Published online 2008 September 4. doi: 10.1371/journal.pone.0003140.
PMCID: PMC2526159
Lack of Association between Measles Virus Vaccine and Autism with Enteropathy: A Case-Control Study
Mady Hornig,1* Thomas Briese,1 Timothy Buie,2 Margaret L. Bauman,3 Gregory Lauwers,4 Ulrike Siemetzki,1 Kimberly Hummel,5 Paul A. Rota,5 William J. Bellini,5 John J. O'Leary,6 Orla Sheils,6 Errol Alden,7 Larry Pickering,8 and W. Ian Lipkin1*
1Center for Infection and Immunity, Mailman School of Public Health, Columbia University, New York, New York, United States of America
2Division of Pediatric Gastroenterology and Nutrition, Massachusetts General Hospital, Boston, Massachusetts, United States of America
3Department of Neurology, Harvard Medical School and Departments of Neurology and Pediatrics and Learning and Developmental Disabilities Evaluation and Rehabilitation Services (LADDERS), Massachusetts General Hospital, Boston, Massachusetts, United States of America
4Department of Pathology of Harvard Medical School and Massachusetts General Hospital, Boston, Massachusetts, United States of America
5Measles, Mumps, Rubella, and Herpesvirus Laboratory Branch, Centers for Disease Control and Prevention, Atlanta, Georgia, United States of America
6Department of Histopathology, Trinity College Dublin, Dublin, Ireland
7American Academy of Pediatrics, Elk Grove Village, Illinois, United States of America
8National Center for Immunization and Respiratory Diseases, Centers for Disease Control and Prevention, Atlanta, Georgia, United States of America
Mark R. Cookson, Editor
National Institutes of Health, United States of America
* E-mail: mady.hornig/at/columbia.edu (MH); Email: wil2001/at/columbia.edu (WIL)
Conceived and designed the experiments: MH TB LP WIL. Performed the experiments: TB TB MB GL US KH OS. Analyzed the data: MH TB MB GL WIL. Contributed reagents/materials/analysis tools: TB TB GL PAR WJB JO. Wrote the paper: MH WIL. Obtained funding: WIL MH EA. Study supervision: WIL MB TB MH TB. Critical revisions of manuscript: WIL MH TB LP OS JO WJB PAR KH MB. Statistical analysis: MH. Study oversight: LP.

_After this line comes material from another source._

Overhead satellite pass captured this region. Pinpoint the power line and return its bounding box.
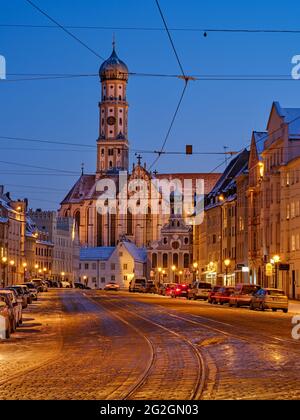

Received June 29, 2008; Accepted August 8, 2008.
Abstract
Background
The presence of measles virus (MV) RNA in bowel tissue from children with autism spectrum disorders (ASD) and gastrointestinal (GI) disturbances was reported in 1998. Subsequent investigations found no associations between MV exposure and ASD but did not test for the presence of MV RNA in bowel or focus on children with ASD and GI disturbances. Failure to replicate the original study design may contribute to continued public concern with respect to the safety of the measles, mumps, and rubella (MMR) vaccine.
Methodology/Principal Findings
The objective of this case-control study was to determine whether children with GI disturbances and autism are more likely than children with GI disturbances alone to have MV RNA and/or inflammation in bowel tissues and if autism and/or GI episode onset relate temporally to receipt of MMR. The sample was an age-matched group of US children undergoing clinically-indicated ileocolonoscopy. Ileal and cecal tissues from 25 children with autism and GI disturbances and 13 children with GI disturbances alone (controls) were evaluated by real-time reverse transcription (RT)-PCR for presence of MV RNA in three laboratories blinded to diagnosis, including one wherein the original findings suggesting a link between MV and ASD were reported. The temporal order of onset of GI episodes and autism relative to timing of MMR administration was examined. We found no differences between case and control groups in the presence of MV RNA in ileum and cecum. Results were consistent across the three laboratory sites. GI symptom and autism onset were unrelated to MMR timing. Eighty-eight percent of ASD cases had behavioral regression.
Conclusions/Significance
This study provides strong evidence against association of autism with persistent MV RNA in the GI tract or MMR exposure. Autism with GI disturbances is associated with elevated rates of regression in language or other skills and may represent an endophenotype distinct from other ASD.